Mathematical Expression

$$f(x) = \frac{1 - e^{-x}}{1 + e^{-x}}$$

 

Characteristics

  • Output range**: (-1, 1)
  • Advantages**: Produces output that ranges between -1 and 1, which is useful for bipolar values in neural networks
  • Disadvantages**: Can cause vanishing gradient problems, computationally expensive

 

Code Example in C#

public double BipolarSigmoid(double x)
{
    return (1 - Math.Exp(-x)) / (1 + Math.Exp(-x));
}

 

 

Conclusion

Activation functions are the backbone of neural networks, providing the necessary non-linearity that allows the network to model complex data patterns.
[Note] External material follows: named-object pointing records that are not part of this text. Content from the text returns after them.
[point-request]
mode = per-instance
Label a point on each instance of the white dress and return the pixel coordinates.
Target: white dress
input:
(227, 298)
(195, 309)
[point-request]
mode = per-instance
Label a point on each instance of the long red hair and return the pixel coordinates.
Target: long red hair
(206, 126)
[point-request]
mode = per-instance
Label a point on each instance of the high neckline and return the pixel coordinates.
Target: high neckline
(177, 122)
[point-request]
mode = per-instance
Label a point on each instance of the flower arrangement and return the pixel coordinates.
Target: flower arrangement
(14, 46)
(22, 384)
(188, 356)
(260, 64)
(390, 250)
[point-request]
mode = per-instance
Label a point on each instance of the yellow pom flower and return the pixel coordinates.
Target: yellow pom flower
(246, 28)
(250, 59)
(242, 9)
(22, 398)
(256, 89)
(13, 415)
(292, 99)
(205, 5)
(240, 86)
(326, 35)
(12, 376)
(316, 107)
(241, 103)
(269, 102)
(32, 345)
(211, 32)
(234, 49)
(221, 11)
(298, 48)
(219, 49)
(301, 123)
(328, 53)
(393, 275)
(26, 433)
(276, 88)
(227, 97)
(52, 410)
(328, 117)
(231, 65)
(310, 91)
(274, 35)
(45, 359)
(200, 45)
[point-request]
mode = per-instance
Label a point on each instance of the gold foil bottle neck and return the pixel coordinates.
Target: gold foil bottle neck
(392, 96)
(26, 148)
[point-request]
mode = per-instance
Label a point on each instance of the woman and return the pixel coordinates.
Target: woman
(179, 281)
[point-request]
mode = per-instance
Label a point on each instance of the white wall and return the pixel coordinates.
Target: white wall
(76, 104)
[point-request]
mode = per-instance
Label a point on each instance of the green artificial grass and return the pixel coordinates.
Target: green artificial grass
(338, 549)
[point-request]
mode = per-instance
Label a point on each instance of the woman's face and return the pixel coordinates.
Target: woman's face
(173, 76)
Each activation function has its strengths and weaknesses, and the choice of which to use can significantly impact the performance and convergence of the neural network. By understanding the mathematical underpinnings and characteristics of these functions, developers and researchers can make more informed decisions in their model architectures.